Manchmal gibt es NICHT ernst gemeinte Warnungen, die zu Beginn einer Rezension ausgesprochen werden. Oft aus sarkastischen oder humoristischen Gründen. Dieses Review stellt eine ÄUSSERST ernst gemeinte Warnung voran:
All ihr zartbesaiteten Filmschauer mit schwachen Mägen und flatternden Nerven – macht lieber einen riesigen Bogen um Trauma. Und wenn ihr denkt, der Abstand wäre groß genug, erweitert den Radius noch einmal.
Denn das, was uns Lucio A. Rojas hier auftischt, dürfte so ziemlich das Härteste sein, das in Chiles Filmindustrie jemals produziert wurde – jedenfalls dann, wenn man es ungeschnitten zu Gesicht bekommt. Es drängen sich schnell Vergleiche mit A Serbian Film auf, der auf ähnliche Art und Weise Tabus brach.

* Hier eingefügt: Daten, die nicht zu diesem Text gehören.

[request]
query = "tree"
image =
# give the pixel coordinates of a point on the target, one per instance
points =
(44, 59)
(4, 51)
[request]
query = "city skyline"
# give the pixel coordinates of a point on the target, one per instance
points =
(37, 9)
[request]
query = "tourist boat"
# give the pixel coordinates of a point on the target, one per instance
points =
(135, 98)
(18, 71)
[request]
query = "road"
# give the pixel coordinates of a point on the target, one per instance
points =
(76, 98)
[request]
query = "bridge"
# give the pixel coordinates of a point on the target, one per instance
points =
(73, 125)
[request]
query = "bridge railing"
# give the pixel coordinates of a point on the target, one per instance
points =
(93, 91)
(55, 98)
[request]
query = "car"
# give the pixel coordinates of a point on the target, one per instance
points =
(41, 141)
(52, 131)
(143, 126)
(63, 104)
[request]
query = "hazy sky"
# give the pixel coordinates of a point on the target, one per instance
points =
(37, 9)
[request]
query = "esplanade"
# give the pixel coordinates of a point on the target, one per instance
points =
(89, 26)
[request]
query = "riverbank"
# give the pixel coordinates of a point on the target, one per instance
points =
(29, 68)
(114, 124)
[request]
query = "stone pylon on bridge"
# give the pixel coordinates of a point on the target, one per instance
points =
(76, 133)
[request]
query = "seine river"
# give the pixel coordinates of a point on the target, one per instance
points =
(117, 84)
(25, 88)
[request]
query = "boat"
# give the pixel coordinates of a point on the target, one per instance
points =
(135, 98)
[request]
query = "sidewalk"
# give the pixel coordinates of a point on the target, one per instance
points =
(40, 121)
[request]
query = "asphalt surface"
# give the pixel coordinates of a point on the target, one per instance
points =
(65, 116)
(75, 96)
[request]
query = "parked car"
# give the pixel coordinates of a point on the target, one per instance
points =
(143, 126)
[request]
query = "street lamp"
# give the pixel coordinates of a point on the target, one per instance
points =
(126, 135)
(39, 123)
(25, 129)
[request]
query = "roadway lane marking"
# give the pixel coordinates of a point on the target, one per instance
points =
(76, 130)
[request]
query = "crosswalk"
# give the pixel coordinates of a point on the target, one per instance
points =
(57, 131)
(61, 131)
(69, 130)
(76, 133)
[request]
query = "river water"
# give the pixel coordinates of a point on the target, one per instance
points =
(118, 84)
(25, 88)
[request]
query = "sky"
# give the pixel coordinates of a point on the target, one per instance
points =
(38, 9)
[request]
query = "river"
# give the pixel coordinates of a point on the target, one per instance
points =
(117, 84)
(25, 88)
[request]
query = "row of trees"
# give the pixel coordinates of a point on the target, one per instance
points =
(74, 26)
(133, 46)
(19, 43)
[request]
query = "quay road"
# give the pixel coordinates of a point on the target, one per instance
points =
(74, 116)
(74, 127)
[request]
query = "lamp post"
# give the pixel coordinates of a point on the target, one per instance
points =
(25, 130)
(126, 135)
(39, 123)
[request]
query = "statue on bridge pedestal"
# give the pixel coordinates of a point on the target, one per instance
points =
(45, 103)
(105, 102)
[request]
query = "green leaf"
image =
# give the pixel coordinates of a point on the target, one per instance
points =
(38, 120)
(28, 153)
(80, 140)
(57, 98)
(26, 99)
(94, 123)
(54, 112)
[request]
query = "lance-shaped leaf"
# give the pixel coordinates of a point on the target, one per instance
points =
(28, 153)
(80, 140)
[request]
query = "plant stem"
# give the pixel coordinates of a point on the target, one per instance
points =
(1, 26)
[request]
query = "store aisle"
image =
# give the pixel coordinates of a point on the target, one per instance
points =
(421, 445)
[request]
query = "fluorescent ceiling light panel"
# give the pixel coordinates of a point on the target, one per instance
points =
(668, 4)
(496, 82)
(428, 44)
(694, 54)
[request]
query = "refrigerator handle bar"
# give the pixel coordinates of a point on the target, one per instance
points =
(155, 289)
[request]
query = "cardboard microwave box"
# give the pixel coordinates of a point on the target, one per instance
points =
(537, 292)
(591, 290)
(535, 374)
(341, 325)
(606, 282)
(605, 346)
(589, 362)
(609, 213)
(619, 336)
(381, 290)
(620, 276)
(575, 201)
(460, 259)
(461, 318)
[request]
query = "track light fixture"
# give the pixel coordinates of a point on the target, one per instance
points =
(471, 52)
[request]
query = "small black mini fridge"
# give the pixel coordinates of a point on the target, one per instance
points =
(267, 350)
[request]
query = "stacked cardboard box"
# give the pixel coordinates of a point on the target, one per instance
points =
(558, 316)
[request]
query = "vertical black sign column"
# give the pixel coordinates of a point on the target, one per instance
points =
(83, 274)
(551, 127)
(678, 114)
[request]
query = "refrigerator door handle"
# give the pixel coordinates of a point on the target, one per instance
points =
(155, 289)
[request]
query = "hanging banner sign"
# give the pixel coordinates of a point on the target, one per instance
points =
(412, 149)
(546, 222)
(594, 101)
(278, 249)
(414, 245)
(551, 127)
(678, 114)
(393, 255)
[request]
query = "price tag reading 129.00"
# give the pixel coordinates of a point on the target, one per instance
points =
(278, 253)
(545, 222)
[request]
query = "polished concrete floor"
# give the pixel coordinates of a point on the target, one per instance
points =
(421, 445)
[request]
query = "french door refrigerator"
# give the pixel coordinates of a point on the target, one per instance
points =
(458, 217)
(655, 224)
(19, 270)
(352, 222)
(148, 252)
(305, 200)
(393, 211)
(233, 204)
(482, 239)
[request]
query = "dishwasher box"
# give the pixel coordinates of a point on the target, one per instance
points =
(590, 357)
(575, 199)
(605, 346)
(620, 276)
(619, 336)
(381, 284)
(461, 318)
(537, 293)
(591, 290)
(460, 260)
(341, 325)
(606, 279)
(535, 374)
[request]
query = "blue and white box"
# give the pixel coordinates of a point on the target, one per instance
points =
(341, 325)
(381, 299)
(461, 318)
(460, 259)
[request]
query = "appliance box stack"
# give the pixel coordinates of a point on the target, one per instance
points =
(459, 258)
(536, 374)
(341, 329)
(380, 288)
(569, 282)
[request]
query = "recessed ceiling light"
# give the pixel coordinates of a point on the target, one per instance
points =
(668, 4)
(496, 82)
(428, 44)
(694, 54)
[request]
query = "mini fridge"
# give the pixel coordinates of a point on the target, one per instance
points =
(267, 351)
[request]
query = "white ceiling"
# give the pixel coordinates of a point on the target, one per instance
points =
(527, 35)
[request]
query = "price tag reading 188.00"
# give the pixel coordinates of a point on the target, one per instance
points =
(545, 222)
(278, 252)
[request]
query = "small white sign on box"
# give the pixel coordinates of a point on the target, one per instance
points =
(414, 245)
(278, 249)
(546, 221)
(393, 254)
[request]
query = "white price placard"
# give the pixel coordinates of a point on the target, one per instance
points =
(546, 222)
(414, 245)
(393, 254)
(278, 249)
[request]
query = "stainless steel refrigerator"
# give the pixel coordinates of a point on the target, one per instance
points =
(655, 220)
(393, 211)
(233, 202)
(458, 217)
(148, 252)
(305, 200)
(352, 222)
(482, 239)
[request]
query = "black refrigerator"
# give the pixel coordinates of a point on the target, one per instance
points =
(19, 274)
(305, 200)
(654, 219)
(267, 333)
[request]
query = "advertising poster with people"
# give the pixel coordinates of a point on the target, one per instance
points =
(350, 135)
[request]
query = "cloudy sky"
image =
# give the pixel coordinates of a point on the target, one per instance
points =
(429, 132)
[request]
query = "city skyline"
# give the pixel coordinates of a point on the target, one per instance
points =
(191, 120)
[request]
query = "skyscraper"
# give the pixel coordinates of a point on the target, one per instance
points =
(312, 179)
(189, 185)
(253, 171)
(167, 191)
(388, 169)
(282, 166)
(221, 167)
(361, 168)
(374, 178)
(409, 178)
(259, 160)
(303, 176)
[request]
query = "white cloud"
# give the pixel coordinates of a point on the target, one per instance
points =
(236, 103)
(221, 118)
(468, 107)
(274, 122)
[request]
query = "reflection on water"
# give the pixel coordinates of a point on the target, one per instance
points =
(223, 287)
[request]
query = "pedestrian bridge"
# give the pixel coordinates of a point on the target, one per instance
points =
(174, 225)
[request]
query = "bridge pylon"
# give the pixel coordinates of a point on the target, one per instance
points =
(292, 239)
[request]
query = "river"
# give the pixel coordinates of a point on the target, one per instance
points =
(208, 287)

Ein kleines Beispiel gefällig?
In einer gut sechs Minuten langen Sequenz wird ein Sohn dazu gezwungen, seine eigene, bereits brutal zugerichtete Mutter zu vergewaltigen. Als man der dann in den Kopf schießt, muss der Filius mit aufs Gesicht gespritztem Hirn der Toten weitermachen. Auch als er sich reichhaltig auf sie übergibt, ist noch nicht Schluss. Man zwingt ihn, immer noch weiter zu machen.
Nein, schön ist das nicht. Erträglich auch nicht. Aber eben außergewöhnlich und tabubrechend. Es sind Filme wie Trauma (oder Human Centipede oder Headless), die das Genre auf ein weiteres Level bringen.
Ist das selbstzweckhafte Gewalt?
Und ob!
Darf man das?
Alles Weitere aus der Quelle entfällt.